How do I Restore when ICSP not working?

Hi everyone! I'm new to the Arduino but not micro controllers in general. I've had my nano for about a week now and have been playing with it using the both Arduino IDE and AVR studio. Things have been going great until today. I started messing around with counters and interrupts and I have put myself in quite the predicament. So now I'm hoping some expert help will prevent me from needing to buy a new one :).

Basically, what I've done is set up TIMER2 with a 1024 prescaler and an overflow interrupt. When the interrupt handler is called, I'm turning on some LEDs and delaying in order to verify the interrupt was called. Then I return to an empty busy loop in main and wait for the next overflow. I was programming this using AVR Studio and uploaded it via my AVRISP MKII and it ran fine.

However, now that I've uploaded this program, I can no longer connect to the Atmel to update the code. Every time I try to connect in AVR Sudio, it fails, even though I get the Green light on the AVRISP saying it has detected the chip. Should the AVRISP always be able to update the flash regardless of the program that's running? My first guess is that my interrupt handler is taking so long that by the time it exits, the overflow has already occurred again, and immediately calls the interrupt again. So there's no real "free" time for the micro to handle the ICSP connection. Would this constant interrupting prevent the ICSP from being able to communicate?

So I'm now stuck with these LEDs going crazy every time I power on the nano and I can't connect to fix the code. Is there a way I can stop the code from running or completely clear the flash without ICSP? How hosed am I? Be straight with me doc, I can take it...

-Thedigitalsean

OK so I fixed it. The problem was with my notebook not connecting the AVRISP over USB, not with the AVRISP connecting to the Atmel over ICSP. I did the #1 fix in Computer Engineering for Windows.... Restart. I love Vista sooooo much :slight_smile:

But, out of curiosity, what is the restore procedure for this things?
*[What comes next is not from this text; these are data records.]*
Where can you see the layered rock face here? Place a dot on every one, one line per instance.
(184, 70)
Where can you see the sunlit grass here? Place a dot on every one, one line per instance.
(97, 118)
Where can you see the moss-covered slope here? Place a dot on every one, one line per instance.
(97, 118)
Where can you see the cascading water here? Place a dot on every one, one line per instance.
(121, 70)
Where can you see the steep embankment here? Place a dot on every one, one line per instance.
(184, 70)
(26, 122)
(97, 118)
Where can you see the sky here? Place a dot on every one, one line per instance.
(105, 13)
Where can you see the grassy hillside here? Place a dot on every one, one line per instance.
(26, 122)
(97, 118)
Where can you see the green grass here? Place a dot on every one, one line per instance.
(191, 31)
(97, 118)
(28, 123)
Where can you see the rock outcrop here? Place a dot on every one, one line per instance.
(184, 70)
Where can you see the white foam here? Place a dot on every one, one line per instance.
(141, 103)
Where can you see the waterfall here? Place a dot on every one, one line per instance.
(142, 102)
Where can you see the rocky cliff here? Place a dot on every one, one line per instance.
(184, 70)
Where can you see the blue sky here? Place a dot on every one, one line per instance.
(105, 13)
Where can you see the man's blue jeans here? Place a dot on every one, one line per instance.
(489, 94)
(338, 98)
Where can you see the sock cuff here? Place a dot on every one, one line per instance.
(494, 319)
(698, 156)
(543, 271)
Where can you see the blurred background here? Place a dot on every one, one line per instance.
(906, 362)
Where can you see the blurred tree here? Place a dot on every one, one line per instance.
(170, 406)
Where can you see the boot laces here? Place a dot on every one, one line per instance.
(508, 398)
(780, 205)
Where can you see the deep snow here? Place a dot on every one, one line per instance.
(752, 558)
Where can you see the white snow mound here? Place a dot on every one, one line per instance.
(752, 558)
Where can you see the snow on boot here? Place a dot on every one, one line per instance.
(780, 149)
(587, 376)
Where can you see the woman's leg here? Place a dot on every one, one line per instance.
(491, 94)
It should be pretty difficult to get the cpu in a state where ICSP doesn't work; I think you'd have to munge the "fuse" bits, which you can't do from a program (but can do from ICSP.) For example, you could turn off the RESET function of the pin, turning it into a general purpose IO. I think that at that point, your only recovery is "parallel programming" with a suitable programmer. It would be annoying but possible, I think, to connect a parallel programmer to an ardunino using an SMT AVR; lots of jumpers to the appropriate PORT pins; much easier to pop out a DIP and put it in the programmer.

It's more common to somehow damaged the bootloader that most people use for loading the code into the arduino. And THAT can be fixed by using ICSP to erase and re-program the AVR.

Helpful info. It's good to know I'd have to try pretty hard to break it. Thanks.